In the Local SEO biz, we spend a lot of time fixing duplicate business listings. Duplicate records of your business appearing throughout the Local Search ecosystem can cause a variety of issues like messing with your Google Local rankings, causing you to lose business, and may even make you feel like you’re experiencing a zombie apocalypse.
The problem is no matter what we do, dupes often come back from the dead to haunt us. Why is that?
TL;DR Warning: Time to eat your local data vegetables.
Your typical big local search publisher (like YP.com) aggregates business listings data from a variety of sources — often as many as 50!
These sources are varied, including data aggregators like InfoGroup and Neustar Localeze, government entities like the IRS, web crawling data, user-submitted info and many more.
Each source has its own data hygiene issues. InfoGroup may have three separate listings for a business with different phone numbers and addresses. The IRS might have two slightly different business names for the same business. Publishers use a Matching algorithm to try to merge this data, but across a few billion records, inevitably Skynet Local misses a lot of these issues, which often leads to an SEO extinction event.
To compensate for problems with the matching algorithm, publishers use a process called Conflation, where different data elements are ranked by source.
For example, a user-submitted phone number might not be as trusted as a phone number submitted by the IRS.

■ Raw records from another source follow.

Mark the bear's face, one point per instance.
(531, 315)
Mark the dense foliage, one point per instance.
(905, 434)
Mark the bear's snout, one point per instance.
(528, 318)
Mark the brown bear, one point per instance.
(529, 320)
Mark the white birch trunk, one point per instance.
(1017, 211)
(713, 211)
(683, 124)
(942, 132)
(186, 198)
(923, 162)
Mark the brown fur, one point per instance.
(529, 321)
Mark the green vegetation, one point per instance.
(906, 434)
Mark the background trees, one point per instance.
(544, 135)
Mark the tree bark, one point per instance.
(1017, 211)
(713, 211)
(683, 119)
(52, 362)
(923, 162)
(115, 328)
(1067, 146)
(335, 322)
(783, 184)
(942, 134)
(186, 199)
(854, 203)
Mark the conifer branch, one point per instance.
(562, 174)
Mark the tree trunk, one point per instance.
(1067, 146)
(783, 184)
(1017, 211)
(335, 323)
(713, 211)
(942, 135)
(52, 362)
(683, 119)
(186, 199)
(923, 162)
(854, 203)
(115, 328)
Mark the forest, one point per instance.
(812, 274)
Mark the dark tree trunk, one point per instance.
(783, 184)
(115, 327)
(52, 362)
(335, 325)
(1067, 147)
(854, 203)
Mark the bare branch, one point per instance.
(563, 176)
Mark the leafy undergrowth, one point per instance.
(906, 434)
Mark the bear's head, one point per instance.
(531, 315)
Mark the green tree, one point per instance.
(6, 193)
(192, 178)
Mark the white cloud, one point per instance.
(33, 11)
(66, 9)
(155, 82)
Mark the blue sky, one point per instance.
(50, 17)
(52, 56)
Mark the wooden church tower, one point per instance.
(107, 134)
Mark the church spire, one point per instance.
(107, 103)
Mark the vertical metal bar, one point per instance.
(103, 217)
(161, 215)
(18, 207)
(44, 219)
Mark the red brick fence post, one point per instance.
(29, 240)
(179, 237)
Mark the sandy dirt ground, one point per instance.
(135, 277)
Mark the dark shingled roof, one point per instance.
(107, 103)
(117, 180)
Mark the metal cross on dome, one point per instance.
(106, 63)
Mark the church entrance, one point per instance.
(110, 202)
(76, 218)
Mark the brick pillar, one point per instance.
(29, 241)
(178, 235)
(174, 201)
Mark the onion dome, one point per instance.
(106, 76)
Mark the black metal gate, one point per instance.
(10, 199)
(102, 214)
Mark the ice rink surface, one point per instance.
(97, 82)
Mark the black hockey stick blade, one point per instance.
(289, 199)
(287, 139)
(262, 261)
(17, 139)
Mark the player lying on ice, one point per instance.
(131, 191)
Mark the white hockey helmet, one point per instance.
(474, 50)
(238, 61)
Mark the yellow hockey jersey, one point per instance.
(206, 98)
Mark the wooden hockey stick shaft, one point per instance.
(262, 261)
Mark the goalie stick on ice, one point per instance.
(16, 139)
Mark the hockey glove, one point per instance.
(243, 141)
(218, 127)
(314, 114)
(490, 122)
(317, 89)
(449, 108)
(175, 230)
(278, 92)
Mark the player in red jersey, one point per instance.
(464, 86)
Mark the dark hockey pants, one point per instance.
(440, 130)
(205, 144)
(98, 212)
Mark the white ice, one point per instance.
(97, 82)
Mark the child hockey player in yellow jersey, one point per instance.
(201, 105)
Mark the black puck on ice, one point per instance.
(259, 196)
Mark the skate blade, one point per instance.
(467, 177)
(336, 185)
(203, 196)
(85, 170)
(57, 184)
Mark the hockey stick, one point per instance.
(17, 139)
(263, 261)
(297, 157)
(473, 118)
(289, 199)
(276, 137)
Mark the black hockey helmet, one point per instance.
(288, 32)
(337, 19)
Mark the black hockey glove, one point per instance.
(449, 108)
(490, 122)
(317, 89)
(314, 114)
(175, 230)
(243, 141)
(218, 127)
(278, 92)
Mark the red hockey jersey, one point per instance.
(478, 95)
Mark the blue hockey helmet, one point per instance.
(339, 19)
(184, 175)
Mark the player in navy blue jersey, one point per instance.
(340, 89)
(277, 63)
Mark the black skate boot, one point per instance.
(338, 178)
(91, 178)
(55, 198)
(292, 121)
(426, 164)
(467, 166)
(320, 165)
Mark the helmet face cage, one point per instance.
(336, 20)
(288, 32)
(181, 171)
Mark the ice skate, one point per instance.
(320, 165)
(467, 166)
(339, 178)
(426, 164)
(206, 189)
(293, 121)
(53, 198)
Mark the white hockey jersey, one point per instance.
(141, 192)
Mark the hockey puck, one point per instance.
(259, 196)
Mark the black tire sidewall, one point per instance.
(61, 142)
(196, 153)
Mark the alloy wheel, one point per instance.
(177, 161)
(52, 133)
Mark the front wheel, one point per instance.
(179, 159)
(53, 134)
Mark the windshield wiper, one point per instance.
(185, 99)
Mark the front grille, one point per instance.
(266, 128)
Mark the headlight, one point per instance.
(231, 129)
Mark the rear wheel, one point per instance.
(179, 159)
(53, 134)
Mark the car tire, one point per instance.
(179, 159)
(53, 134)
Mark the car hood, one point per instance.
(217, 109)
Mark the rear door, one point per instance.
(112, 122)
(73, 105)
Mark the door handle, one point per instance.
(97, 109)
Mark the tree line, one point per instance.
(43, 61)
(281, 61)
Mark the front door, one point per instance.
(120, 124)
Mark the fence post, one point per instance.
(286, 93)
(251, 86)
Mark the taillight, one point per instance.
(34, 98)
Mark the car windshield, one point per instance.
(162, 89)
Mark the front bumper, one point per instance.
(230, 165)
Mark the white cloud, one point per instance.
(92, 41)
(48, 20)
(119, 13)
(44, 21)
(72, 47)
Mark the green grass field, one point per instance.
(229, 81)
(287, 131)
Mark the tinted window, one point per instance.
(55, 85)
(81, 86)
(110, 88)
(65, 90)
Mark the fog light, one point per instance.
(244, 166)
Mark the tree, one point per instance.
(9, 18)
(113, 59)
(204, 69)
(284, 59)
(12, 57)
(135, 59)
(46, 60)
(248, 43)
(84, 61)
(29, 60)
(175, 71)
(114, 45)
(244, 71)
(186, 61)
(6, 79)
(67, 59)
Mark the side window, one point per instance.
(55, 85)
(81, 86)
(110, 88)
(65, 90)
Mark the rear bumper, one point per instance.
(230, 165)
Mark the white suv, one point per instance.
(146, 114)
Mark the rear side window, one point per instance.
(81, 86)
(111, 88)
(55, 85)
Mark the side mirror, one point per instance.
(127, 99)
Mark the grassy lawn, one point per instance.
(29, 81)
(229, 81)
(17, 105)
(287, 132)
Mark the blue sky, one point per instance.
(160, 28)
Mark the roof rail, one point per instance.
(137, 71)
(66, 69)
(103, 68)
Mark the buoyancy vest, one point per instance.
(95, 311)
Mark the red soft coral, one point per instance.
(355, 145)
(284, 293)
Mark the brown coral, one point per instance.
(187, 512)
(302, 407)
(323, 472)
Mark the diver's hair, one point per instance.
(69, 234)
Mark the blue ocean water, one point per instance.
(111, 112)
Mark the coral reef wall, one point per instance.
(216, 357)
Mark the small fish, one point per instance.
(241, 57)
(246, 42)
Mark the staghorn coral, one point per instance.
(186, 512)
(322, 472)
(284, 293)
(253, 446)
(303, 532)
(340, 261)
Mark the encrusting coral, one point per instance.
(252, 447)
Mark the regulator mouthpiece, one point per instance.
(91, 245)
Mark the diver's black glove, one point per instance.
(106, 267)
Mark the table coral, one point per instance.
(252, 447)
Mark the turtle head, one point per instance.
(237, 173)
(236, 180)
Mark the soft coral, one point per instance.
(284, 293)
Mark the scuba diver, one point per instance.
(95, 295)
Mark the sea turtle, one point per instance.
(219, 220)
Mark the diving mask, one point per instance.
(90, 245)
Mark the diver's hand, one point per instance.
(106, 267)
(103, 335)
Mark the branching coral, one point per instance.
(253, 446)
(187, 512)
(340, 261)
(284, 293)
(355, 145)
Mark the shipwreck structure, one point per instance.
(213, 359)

The conflation process leads to a business record where each piece of data may be from a different source (e.g., the business name is from the IRS, the address from InfoGroup, the phone number from web crawling, etc.).
This record then gets published in what’s called The View, the temporary set of data that appears on a publisher’s live site. The key word here is “temporary.” The next time the publisher reruns the process, all of the elements could change, including that updated address you just submitted.
The way most SEOs solve this problem is to manually squash the dupes at both the publishers and the data aggregators via claiming, merging and deletion tools (if they are even available).
Or they may try reporting the issue via a contact form and waiting for a team in the Philippines to deal with it when they take a break from
comment spamming link building. Many publishers punt on the issue and send the request downstream to the data aggregators to deal with it, which they may or may not do.
The problem with this approach is that you need to guess all of the sources ingested by a publisher. If there’s just one mistake, the next time the publisher runs their match process, the dupe will be created and start appearing again in Google like a zombie looking for dinner.
And even if you guess all of the data sources for a particular publisher, if just one of those sources itself gets a new data source with dupes, those dupes would flow back up to the publisher, and you could end up right back where you started from.
So now you know why that dupe you just pick-axed in the skull keeps showing up and trying to rip your intestines out.
Fight the dead. Fear the living.